In light of the fact that the Plaintiff and the Defendant request the Defendant to pay dividends only to the Defendant even though they are equally in the same status as the partial subrogation, barring any special circumstances, even though a new bank may receive dividends of its remaining amount of claims in preference to some subrogation, the lower court should have further examined whether there exists an agreement between the new bank and the Defendant, which is a financial institution, on the priority order of repayment or appropriation of dividends, and on the content of the agreement, and on the basis that the new bank and the original and the Defendant, which is a guarantee agency, are able to absorb the amount of dividends to the Plaintiff, and should have determined whether the Plaintiff’s right to receive dividends has been infringed upon by the Defendant.

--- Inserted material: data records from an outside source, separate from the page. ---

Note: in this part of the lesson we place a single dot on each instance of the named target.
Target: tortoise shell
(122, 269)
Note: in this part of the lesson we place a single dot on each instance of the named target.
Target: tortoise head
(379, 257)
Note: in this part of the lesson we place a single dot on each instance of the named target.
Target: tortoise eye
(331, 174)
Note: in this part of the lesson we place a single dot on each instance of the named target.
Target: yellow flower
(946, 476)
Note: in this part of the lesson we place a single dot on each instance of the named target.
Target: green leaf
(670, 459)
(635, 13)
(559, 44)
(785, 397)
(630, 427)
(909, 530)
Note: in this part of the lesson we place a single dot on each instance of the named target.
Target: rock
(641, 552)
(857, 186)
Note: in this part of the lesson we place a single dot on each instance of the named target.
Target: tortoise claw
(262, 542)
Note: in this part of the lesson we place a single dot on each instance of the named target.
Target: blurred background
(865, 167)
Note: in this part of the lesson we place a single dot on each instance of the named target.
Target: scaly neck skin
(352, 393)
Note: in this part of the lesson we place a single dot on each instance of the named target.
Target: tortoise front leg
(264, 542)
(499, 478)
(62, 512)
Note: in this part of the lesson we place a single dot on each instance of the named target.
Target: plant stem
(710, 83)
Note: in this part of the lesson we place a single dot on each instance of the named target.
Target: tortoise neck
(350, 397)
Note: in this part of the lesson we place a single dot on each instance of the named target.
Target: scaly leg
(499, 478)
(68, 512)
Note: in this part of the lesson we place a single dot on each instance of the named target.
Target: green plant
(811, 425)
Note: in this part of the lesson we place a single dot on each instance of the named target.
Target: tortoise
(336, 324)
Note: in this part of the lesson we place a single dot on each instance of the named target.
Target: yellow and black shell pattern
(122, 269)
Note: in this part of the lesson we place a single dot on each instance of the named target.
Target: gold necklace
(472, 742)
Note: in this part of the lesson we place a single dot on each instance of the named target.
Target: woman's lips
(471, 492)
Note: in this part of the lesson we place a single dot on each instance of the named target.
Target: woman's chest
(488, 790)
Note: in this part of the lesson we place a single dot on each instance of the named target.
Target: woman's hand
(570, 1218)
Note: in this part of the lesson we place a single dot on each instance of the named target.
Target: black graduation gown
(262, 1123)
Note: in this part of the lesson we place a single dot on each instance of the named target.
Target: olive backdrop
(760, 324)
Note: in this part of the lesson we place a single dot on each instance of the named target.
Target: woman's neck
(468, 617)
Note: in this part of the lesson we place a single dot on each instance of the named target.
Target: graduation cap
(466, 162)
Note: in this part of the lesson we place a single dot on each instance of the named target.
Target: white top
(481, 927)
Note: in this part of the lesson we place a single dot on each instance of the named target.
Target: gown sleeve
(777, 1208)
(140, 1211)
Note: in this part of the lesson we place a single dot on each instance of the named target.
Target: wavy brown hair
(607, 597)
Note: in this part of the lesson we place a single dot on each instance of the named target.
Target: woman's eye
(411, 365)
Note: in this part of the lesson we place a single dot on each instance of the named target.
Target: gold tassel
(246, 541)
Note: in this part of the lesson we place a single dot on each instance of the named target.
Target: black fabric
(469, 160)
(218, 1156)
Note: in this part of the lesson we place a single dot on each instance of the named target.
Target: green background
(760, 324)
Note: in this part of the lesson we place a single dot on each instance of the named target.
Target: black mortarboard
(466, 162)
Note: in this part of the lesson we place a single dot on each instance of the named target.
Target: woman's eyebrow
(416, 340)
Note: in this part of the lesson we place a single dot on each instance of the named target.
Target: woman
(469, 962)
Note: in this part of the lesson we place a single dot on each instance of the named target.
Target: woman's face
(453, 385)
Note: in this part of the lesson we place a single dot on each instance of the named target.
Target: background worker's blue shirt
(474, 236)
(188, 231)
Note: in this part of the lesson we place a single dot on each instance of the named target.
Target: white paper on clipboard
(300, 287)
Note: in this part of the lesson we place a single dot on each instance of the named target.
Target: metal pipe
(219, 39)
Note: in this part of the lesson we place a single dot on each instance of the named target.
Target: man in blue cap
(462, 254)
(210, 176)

Nevertheless, without examining the above points, the court below concluded that the defendant infringed the plaintiff's right to receive dividends, and concluded that the defendant infringed the plaintiff's right to receive dividends. The court below erred by misapprehending the legal principles on dividends between the creditor and some subrogation, which led to the failure to exhaust all necessary deliberations, which affected the conclusion of the judgment.

3. Conclusion

Therefore, the judgment of the court below is reversed, and the case is remanded to the court below for a new trial and determination. It is so decided as per Disposition by the assent of all participating Justices on the bench.